Why Carroll hates Facebook
Where to begin?
How about here:
- “Facebook is a social ill unleashed upon an unwilling populous designed to bring people together that has achieved exactly the opposite. And they continue to push forward as a corporate entity that holds themselves up as the arbiter of social discourse when they’re the ones that f*cking destroyed it.”
- “The second reason I hate Facebook from a business perspective is that they’re a bunch of sack of sh*t liars.”
One man’s opinion?
Maybe. But Caroll’s vitriol is backed up by very real and very troubling anecdotes – both for users of the platform and for marketers who think they’re actually getting real value from it.
And as wildly entertaining – if not gratuitous and even cathartic – as it is to hear a veteran digital marketer lambaste a social media platform that gets easier to hate by the second, his warpath is not unwarranted.

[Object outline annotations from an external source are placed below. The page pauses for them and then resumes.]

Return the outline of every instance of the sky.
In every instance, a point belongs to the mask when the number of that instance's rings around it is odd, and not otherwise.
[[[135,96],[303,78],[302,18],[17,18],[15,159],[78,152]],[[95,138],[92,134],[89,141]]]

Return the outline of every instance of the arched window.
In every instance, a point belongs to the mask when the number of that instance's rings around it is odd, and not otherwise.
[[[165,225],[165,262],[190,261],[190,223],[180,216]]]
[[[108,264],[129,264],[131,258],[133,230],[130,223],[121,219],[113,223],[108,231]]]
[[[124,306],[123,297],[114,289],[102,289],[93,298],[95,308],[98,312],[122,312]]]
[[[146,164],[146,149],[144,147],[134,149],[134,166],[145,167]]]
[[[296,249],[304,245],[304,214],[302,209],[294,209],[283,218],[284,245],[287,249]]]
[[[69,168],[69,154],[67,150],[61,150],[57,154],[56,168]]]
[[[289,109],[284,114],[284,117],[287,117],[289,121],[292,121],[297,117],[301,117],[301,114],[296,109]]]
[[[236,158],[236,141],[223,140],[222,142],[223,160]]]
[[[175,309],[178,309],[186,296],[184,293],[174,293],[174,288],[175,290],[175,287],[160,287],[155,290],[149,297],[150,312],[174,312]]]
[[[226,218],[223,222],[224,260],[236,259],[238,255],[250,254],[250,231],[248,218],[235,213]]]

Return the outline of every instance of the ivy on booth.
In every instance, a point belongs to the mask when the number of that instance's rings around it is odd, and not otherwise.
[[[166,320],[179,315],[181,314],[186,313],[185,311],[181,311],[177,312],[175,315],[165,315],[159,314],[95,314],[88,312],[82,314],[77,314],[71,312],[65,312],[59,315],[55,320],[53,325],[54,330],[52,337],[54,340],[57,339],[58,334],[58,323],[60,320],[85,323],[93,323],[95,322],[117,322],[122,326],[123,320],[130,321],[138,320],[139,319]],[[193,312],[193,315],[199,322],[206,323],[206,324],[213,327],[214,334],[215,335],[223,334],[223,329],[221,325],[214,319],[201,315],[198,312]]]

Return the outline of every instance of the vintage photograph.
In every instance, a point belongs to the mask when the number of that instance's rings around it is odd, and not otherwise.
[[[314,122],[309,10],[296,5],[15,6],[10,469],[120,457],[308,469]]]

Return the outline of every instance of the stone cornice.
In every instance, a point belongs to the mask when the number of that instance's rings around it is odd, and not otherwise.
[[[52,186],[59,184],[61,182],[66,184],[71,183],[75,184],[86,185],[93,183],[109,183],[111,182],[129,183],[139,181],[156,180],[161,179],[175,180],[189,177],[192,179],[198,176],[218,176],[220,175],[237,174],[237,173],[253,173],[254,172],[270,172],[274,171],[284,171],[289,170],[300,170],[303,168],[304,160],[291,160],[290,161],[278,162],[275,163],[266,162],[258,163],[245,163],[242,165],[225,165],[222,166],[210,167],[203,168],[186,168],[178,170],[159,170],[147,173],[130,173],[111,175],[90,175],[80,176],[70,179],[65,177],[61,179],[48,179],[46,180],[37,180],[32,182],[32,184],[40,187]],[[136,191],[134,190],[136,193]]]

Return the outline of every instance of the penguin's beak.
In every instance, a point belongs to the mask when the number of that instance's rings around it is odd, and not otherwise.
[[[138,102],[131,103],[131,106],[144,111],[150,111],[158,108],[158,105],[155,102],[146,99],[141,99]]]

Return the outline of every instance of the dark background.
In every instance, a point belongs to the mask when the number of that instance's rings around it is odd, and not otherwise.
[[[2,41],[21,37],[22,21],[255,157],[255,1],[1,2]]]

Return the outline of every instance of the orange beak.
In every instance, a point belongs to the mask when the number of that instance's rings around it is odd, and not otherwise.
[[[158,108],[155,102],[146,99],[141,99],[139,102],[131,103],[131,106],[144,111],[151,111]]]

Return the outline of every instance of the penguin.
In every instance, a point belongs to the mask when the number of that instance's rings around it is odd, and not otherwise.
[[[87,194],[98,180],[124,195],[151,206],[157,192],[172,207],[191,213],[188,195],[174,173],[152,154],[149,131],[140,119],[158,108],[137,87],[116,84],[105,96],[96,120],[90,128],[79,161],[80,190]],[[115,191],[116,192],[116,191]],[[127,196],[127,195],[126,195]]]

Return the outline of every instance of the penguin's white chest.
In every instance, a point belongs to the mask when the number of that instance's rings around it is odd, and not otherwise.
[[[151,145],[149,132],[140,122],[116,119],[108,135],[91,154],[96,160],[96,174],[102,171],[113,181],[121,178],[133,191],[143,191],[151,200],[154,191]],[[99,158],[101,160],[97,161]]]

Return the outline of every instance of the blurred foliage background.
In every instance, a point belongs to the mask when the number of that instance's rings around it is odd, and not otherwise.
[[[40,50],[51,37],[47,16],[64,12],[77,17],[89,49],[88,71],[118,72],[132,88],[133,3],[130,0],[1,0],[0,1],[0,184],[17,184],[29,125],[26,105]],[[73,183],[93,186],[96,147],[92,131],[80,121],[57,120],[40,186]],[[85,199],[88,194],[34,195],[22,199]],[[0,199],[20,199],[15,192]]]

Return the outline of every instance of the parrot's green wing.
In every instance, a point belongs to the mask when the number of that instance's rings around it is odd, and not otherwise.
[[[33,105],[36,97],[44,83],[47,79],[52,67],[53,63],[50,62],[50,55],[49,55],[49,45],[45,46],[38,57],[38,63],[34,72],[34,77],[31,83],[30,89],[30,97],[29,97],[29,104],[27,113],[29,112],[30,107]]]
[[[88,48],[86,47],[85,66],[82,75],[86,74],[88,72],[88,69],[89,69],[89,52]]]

I don’t want to spoil it for you, so I’ll just say this: If you’re a B2B marketer who’s spending time and money on Facebook for lead gen, pay especially close attention starting at the 35-minute mark. This is one rant that might save you tens of thousands of dollars.
A few things Carroll wants you to check out
- Nutshell’s blog.
- Make the Logo Bigger (Carroll’s podcast).
- Boundless 2020.
Context-free quote of episode
“The whole world is blowing up and someone’s gonna get fired.”